An ultrasonic sewing machine for joining fabrics and films has a horn capable of rotating 360° to reduce drag. Suited for use with most synthetics, the DLSM 360°–20 sewing machine by Dukane Corp. also features a 20-kHz generator that offers 35–100% of amplitude control. "By being able to control the amplitude," explains marketing manager Joe Re, "it is possible to use this machine on a wide range of materials." The sewing machine is constructed with a heavy-duty frame and is available with a variety of lace and seal patterns. A large LED display is used to monitor system procedures. Independent speed controls for the horn and lace roller allow for fine control of the sewing process. The machine can be controlled by an operator or integrated into an existing production line. Edge-guiding, rewinding, and feed rolls can also be added to the machine.

Laser system features large workspace

A laser system by Zmation Inc. has a usable workspace of 48 x 48 in.

Offering a repeatability of ±0.0004 in. and a maximum travel speed of 19.6 in./sec, a laser welding system from Zmation Inc. has a usable workspace of 48 x 48 in.
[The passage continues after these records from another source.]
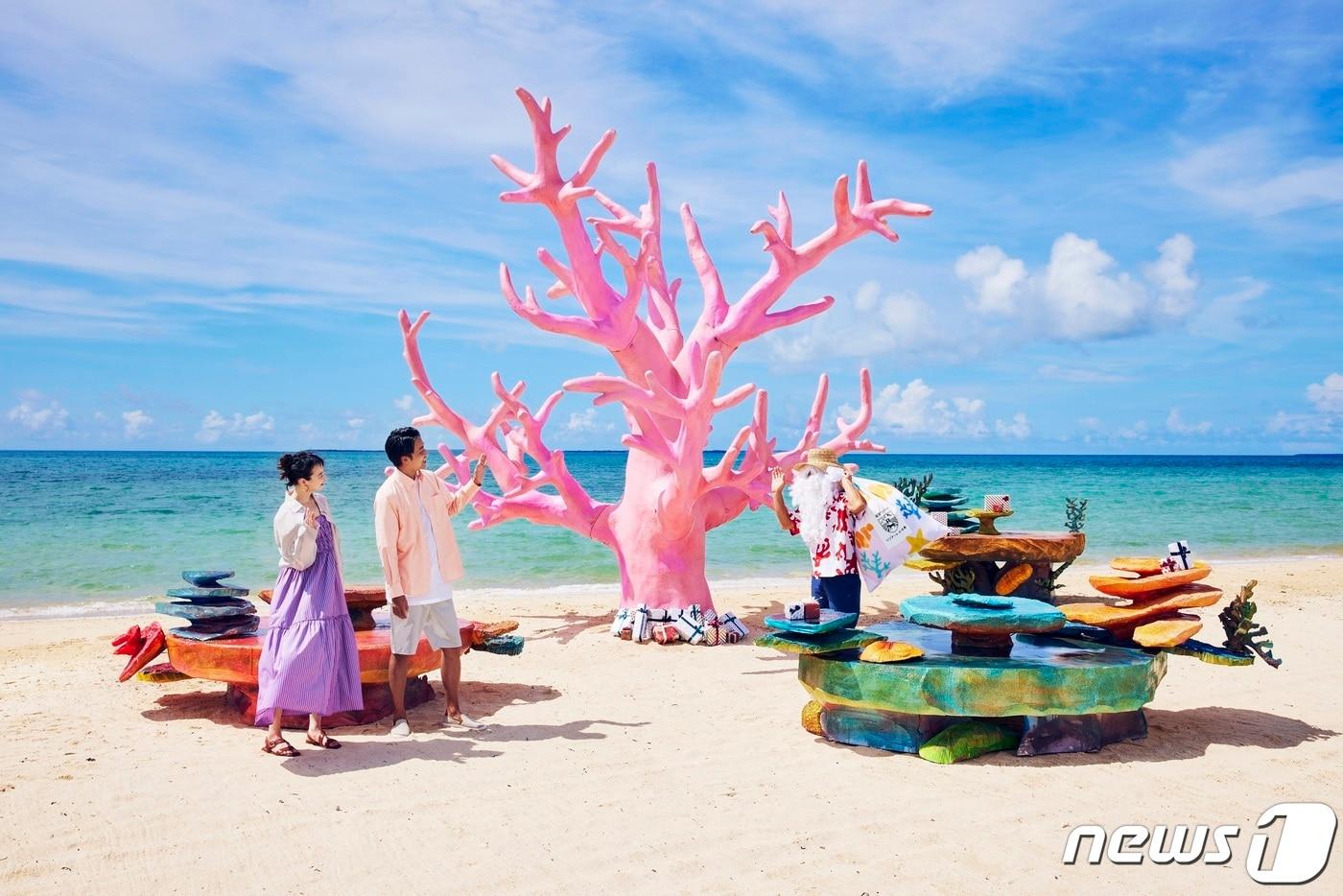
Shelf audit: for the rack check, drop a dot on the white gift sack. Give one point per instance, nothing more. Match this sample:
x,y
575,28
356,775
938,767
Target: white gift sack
x,y
889,530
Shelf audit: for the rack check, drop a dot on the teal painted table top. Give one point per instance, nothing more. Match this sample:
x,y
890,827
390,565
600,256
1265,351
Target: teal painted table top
x,y
830,621
828,643
982,614
1044,676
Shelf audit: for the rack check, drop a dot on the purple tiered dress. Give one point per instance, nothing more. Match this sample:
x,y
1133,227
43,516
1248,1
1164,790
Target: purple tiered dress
x,y
309,661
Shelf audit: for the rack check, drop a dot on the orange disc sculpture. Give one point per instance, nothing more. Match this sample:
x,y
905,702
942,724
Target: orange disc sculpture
x,y
234,661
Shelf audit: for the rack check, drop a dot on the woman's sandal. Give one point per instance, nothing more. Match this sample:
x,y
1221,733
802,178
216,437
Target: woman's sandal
x,y
279,747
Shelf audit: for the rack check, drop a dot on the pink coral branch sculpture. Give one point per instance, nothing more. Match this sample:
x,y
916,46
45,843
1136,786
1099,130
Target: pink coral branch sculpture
x,y
668,383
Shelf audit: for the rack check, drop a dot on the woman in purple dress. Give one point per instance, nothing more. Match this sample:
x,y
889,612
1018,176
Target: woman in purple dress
x,y
308,661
The Z-LMP welding system comes equipped with a precise CO2 or Nd:YAG laser that has a wavelength of 10.6 or 1.06 µm and a power rating at 10–500 W. Vice president John Lee says that this accurate laser "provides a fast, uniform weld, even on dissimilar materials." The system requires a power feed of 115 or 220 V, 60 Hz. The welding process is controlled by a rack-mounted computer with menu-driven software that is suited for high-volume jobs or low-volume, high-mix applications. Safety features include an interlocked enclosure and a fume extractor. Video-alignment or automated vision systems are available to ensure quality. The versatile system can also be configured to perform laser marking and machining.

Benchtop heat sealer provides versatility

Benchtop equipment from Packworld USA offers repeatable control of sealing times up to 9.9 seconds.

The BPS sealer by Packworld USA is suited for both laboratory and production-line heat sealing of plastics and other materials. Consisting of a control module and a platen press, the benchtop machine allows precise, repeatable control of sealing times up to 9.9 seconds and temperatures as hot as 300°C. An auxiliary device output allows for even greater process control. The machine is available with a 6 x 8-in. platen that delivers up to 490 lb of force. For safety purposes, the platen is initially closed against the work piece at a low pressure. The press can be tooled to seal pouches and clamshell packages, form contoured seals, and attach fittings. Standard and custom sealing heads and platens allow the machine to fit specific needs. A model rated for Class 10 cleanrooms is available.